Yes, if interest rates rise, say 3%, the resale value of bonds you buy today will go down. E.g. You buy a 10 year treasury with a 2% yield. Five years from now, you’d like to sell it but now investors are buying 5 year bonds for prices that give them a 5% yield. No one will bite on your bond with a 2% coupon when they could buy someone else’s bond and get a 5% coupon. So to sell your bond you must lower the price until the NPV of the cash flows from your bond equals the NPV of competitors’ bonds.
You can use the PV formula in Excel to calculate the price of your bond at a new rate. Instructions here:
https://www.extendoffice.com/documents/excel/5088-excel-calculate-bond-price.html Or use an online calculator.
In a nutshell, if rates rise, bond investors will lose quite a bit of market value. The impact would be greater than the financial crisis of 2008, because the overall bond market is many times larger than the mortgage market, and because bond portfolios are so often used as collateral. If I thought rates were going to rise 3%, I would RUN from the markets.

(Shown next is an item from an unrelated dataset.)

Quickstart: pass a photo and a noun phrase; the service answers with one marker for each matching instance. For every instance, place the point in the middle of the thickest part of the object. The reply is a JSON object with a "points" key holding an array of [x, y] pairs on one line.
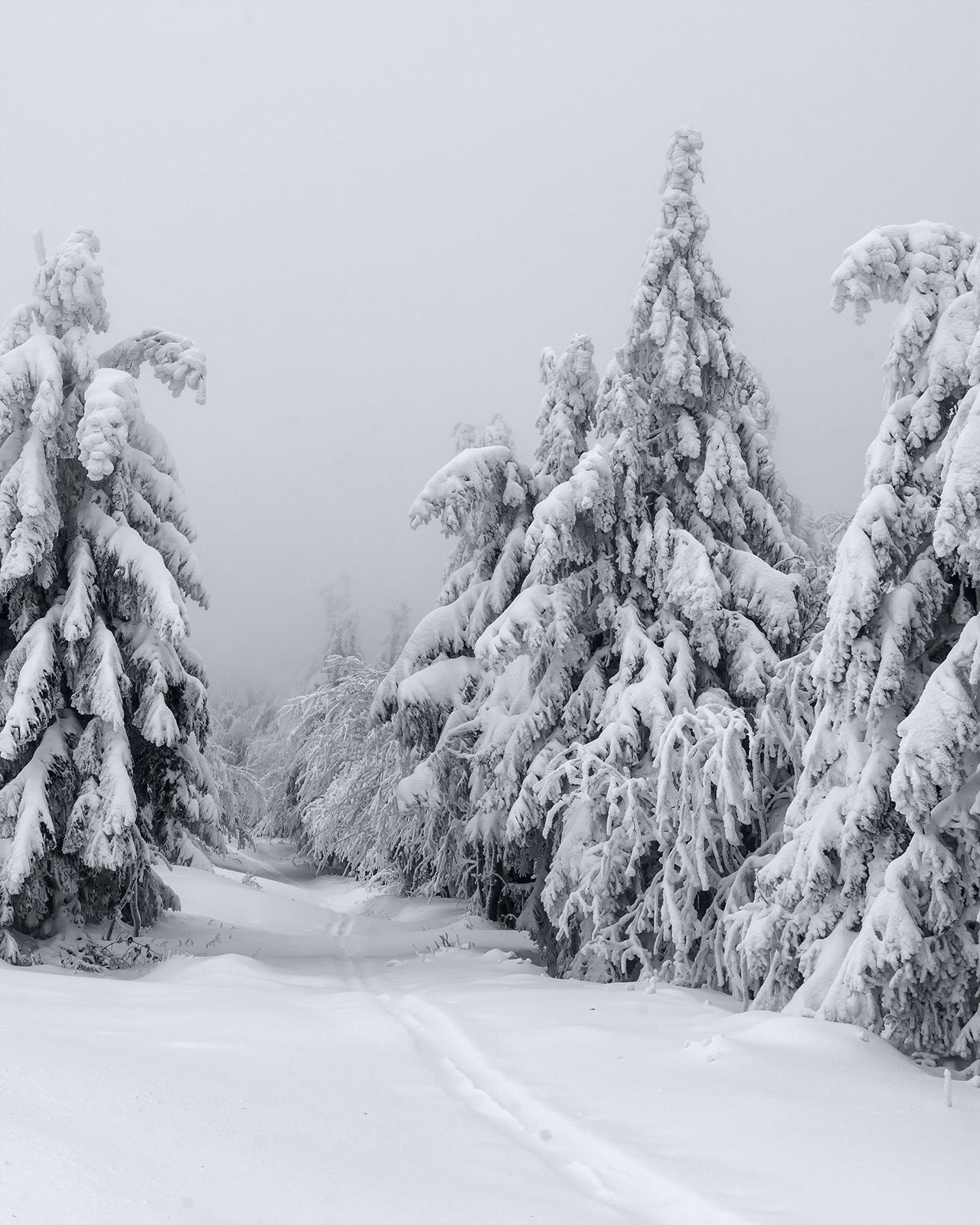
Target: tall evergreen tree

The confusing thing to wrap your mind around is that you lose money whether you sell your bond or not. In the example above, by holding your bond with a 2% coupon, you forego the opportunity to invest those funds at 5%. The losses you think you avoided by not selling equal the losses experienced by missing out on the higher interest rate. The markets are absolutely mathematically efficient on this point. Had interest rates fallen, you would be sitting on capital gains.
When you invest in a bond fund, that fund is constantly trading to maintain their targeted duration or sensitivity to changes in interest rates, and meanwhile the market is pricing the fund based on the value of its holdings. So the value of the fund changes just like any of its holdings.
You can keep your interest rate risk low by maintaining short durations. However this risk reduction comes at the risk of losing the opportunity to lock in today’s rates, when rates might be even lower in the future!